La cuestión económica es tema aparte. «Salir a Ávila o Salamanca como ya han hecho nos cuesta unos 800 euros. Si venden las entradas a 10 y los aforos oscilan entre 30 y 50 personas y hacemos dos funciones, tenemos suerte si sacamos limpios 200 euros. Lo que hacemos es guardarlos por si en otro bolo las cosas no salen, para que el batacazo sea menor», explica Carlos Chávez, quien recuerda, por si alguien no se ha dado cuenta, que todas estas contabilidades no incluyen el pago de alguna cantidad a alguno de los actores o miembros del equipo.
Ganas de salir y mostrar
«Económicamente no funciona admite pero son tantas las ganas que tenemos de salir y de mostrar nuestra visión de lo que pasa en el mundo que no nos vamos a reprimir porque las circunstancias sean adversas», explica con un razonamiento inaudito en ese mundo.
Por si todas las dificultades enumeradas para un grupo de gente que lo único que quiere es hacer teatro, el teatro que pueden o les permiten, el pasado día 6 de marzo la policía entró en el Beluga e impidió la representación de la obra por no contar con licencia de espectáculos. Para mayor escarnio la Junta de Castilla y León les impuso una multa de 700 euros. Afortunadamente, el sentido común acabó imponiéndose, al menos para su caso, y ambas sanciones fueron retiradas.

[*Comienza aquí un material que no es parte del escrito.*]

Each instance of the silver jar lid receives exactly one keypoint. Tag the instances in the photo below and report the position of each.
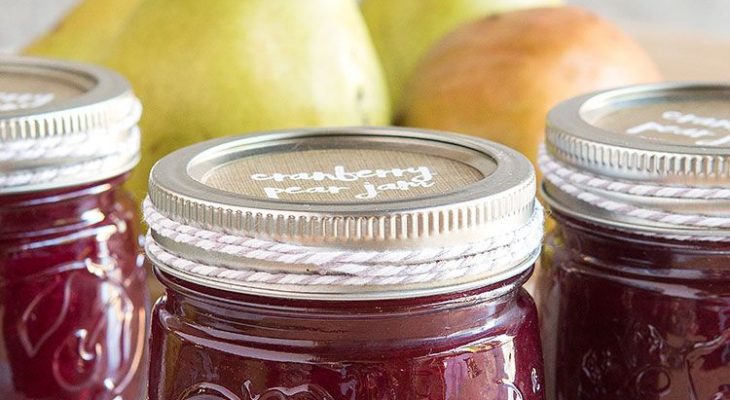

Ahora su deseo pasa por hacer una gira no al uso sino escogiendo aquellos lugares «fetiche» de esa cultura que este colectivo quiere desarrollar. Entre ellos, cita Espacio Tangente, de Burgos, Encoarte, de Palencia, o El Sabor, de Salamanca, por citar solo algunas de la región.

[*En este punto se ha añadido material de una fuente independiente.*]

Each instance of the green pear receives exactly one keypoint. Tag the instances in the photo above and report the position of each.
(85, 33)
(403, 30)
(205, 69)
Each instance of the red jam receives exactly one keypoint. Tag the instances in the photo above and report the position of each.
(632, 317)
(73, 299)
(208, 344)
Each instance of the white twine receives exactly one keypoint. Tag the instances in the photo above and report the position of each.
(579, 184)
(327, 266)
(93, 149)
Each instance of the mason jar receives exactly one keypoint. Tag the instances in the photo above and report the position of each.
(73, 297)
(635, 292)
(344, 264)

En el lado de lo concreto no paran de preparar iniciativas. Entre las más próximas el nuevo ciclo Teatrobrik que, desde el pasado lunes hasta el 22 de enero incluye un total de nueve propuestas. Y un nuevo montaje en el que ya están trabajando. Se trata de una «versión contemporánea» de 'El gran teatro del mundo', de Calderón, «cambiando los dioses de su época por los de ahora y con un lenguaje de hoy», explica Chávez dejando claro su «absoluto respeto por el autor con el que todo empieza».

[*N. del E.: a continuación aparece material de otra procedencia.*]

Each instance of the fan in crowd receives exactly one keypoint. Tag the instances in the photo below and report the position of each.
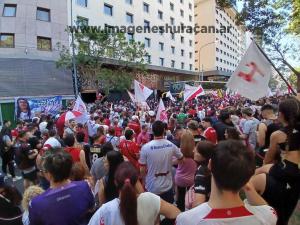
(122, 166)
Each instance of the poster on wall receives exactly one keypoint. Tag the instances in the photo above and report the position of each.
(27, 108)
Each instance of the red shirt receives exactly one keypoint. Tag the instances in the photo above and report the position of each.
(118, 130)
(211, 135)
(192, 112)
(75, 153)
(135, 127)
(107, 122)
(131, 151)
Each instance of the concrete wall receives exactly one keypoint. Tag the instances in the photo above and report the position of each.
(26, 28)
(95, 13)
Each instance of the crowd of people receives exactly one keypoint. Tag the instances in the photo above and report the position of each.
(218, 160)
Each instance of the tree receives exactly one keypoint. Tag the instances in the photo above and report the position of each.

Los reyes son los padres, y ahora ¿qué hacemos?
Carlos Chávez Muñoz (Badajoz, 1978) estudió Filología Hispánica en la Universidad de Valladolid. De su periplo de cuatro años en Berlín, donde trabajó como profesor de español y traductor, quedó 'Berlín. Apuntes de una ciudad' (Dossoles, 2009) que define como «un cuaderno de viaje poético». Ha traducido para la editorial Nadir 'La noche de Walpurga', del escritor austriaco Gustav Meyrink, autor de la famosa 'El Golem'. Preguntado sobre la síntesis de esa versión del mundo que quiere transmitir con Teatrobrik, responde: «Los reyes son los padres, y ahora, ¿qué hacemos?», que es su sucinta forma de decir: vivimos en esta sociedad injusta, corrupta y desigual. Es un hecho. Es la realidad. Una vez asumida la decepción hay que plantearse qué hacemos. Para mejorarla o, simplemente, para sobrevivirla.